DCDの運動機能障害への対応は、練習を重ねるしかないのか??
DCDの運動機能障害への対応は、練習を重ねるしかないのか??
そんな論文を見たら読むしかないですよね。
Is Treating Motor Problems in DCD Just a Matter of Practice and More Practice?
Marina M. Schoemaker & Bouwien C. M. Smits-Engelsman : Current Developmental Disorders Reports volume 2, pages150–156 (2015)
結論…そんなわけはない。
最も重要なことは、DCDの子どもが運動/活動に「楽しみ」と「成功体験」が得られることです。
もう一つ大事なことは、「メタ認知的な問題解決能力」の発達です。メタ認知とは、「自己の認知活動のモニタリング」とも言われ、いわゆる自己を客観的に捉え、理解すること…とも考えられます。
問題解決能力とは、「the goal-plan-do-check strategy」であり、効率的な学習を進めるために、自分のパフォーマンスを確認したり、どのように修正し学ぶ必要があるのか?等を思考する必要があります。療法士は学びのための環境調整やコツを教えるのではなく、誘導する/発見させる?ことがポイントになります。
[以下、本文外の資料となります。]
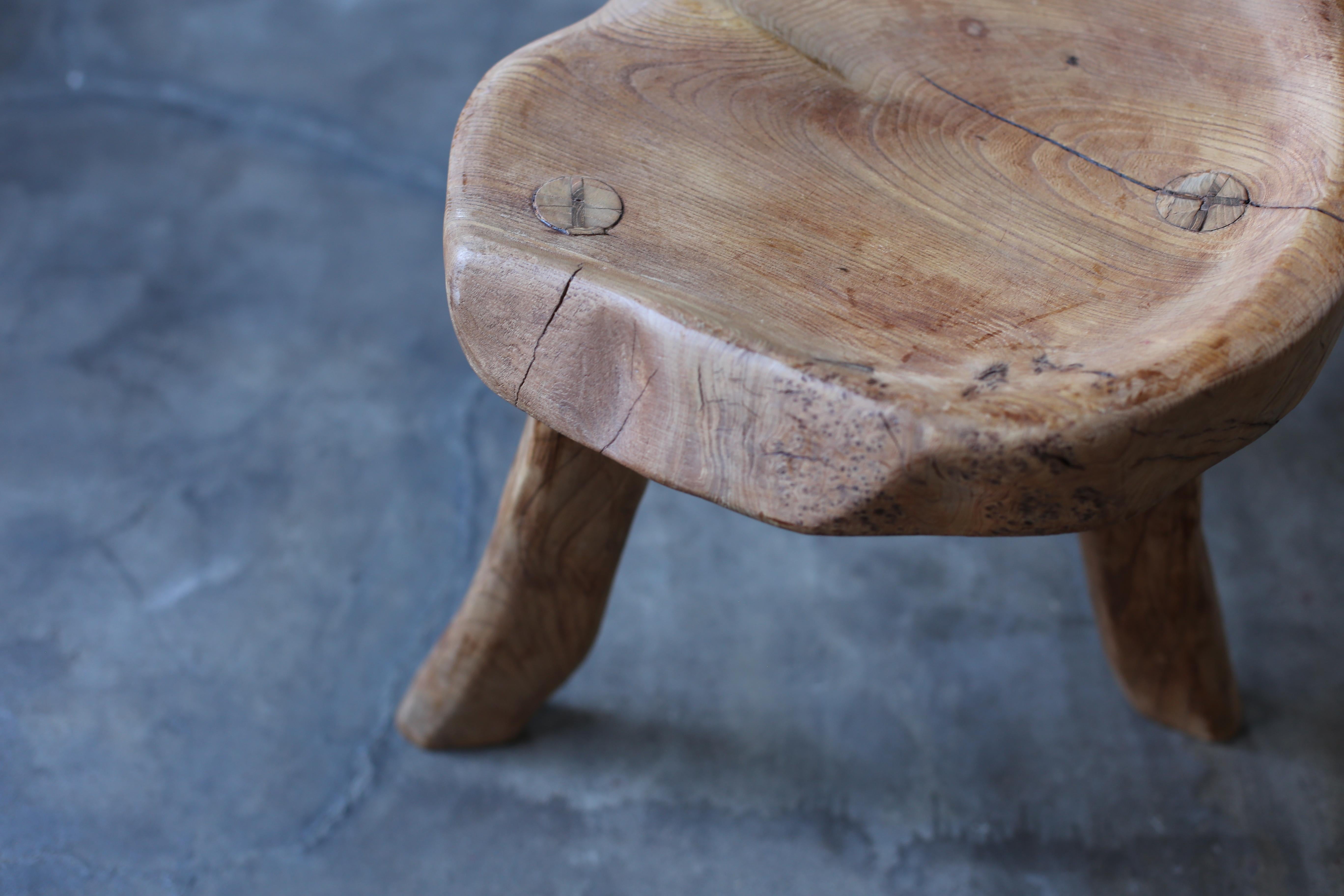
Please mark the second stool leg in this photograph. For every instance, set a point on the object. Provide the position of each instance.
(1152, 590)
(535, 605)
原文では、「guided discovery (ask and not tell)」だそうです。
この理論に特化しているのは、Neuromotor Task Training (NTT) とThe Cognitive Orientation to daily Occupational Performance (CO-OP)です。
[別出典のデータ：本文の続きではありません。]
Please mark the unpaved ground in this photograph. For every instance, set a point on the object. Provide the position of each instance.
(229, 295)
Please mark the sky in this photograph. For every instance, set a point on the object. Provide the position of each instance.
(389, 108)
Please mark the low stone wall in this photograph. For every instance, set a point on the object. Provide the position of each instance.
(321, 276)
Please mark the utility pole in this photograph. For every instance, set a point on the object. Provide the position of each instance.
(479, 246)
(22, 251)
やってることは、Task-oriented approachesですが、上記のような視点を体系的に実施しているイメージでしょうか。
私もipadとかで動画を撮ってあげたり、YoutubeやNHK for schoolの体育動画を見ながら自己のパフォーマンスと比較し、guided discoveryのサポートを行っています。
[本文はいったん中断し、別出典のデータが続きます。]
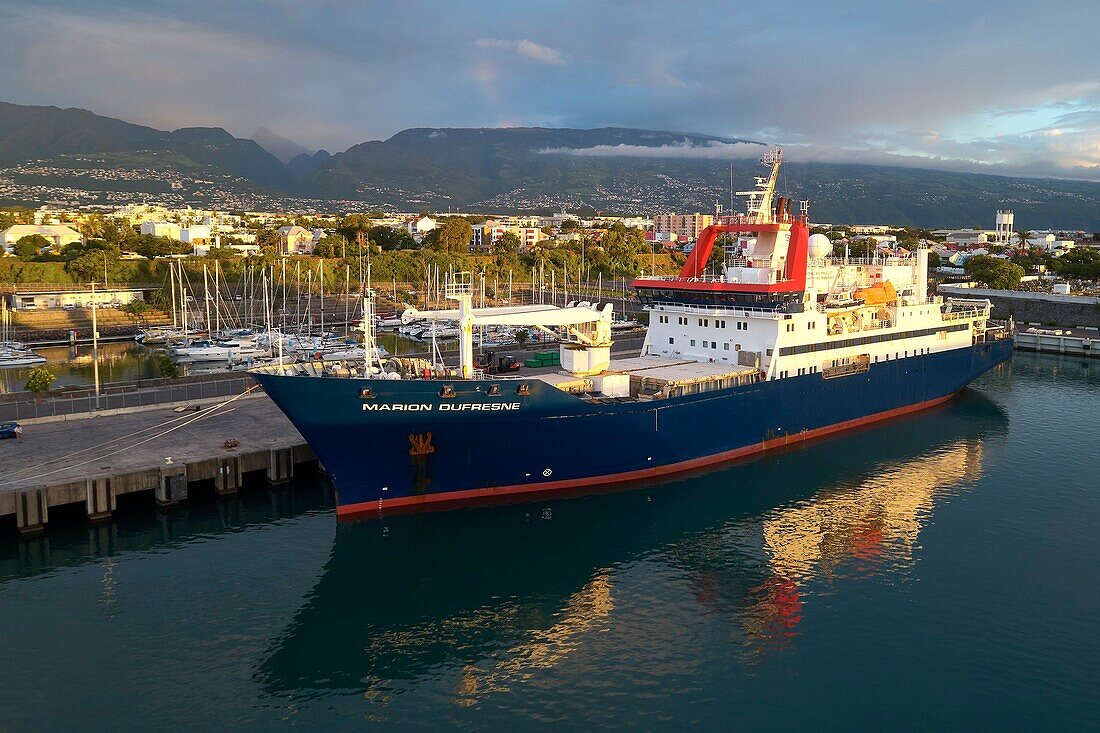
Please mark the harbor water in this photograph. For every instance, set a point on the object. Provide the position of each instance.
(128, 361)
(933, 572)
DCDの子どもたちにとっては、できないことはわかっているけど、どのように解決したらいいのか?何が問題なのか?を考えることが難しいので、課題の難易度を調整したり、必要に応じて適切な感覚運動経験を身体誘導したりして、成功体験/正のフィードバックを与え、モチベーションを維持/向上させる必要があります。
この論文では、「楽しみ」と「成功体験」の初期導入のあたってNintendo Wii Fit TrainingやKinect、PlayStation EyeToyの利用も推奨しています。勿論、Task-oriented approachesと比較すると、その効果量は若干低くなりますが、有効性は十分に研究で示されています。
たかが「ゲーム」、されど「ゲーム」ってやつですかね。とは言え、日常生活の動作や実際の運動スキル、長期的な効果についてはまだ検証されていませんので、Task-oriented approachesとの併用、「楽しみ」と「成功体験」の提供のひとつとして考えるべきかと思います。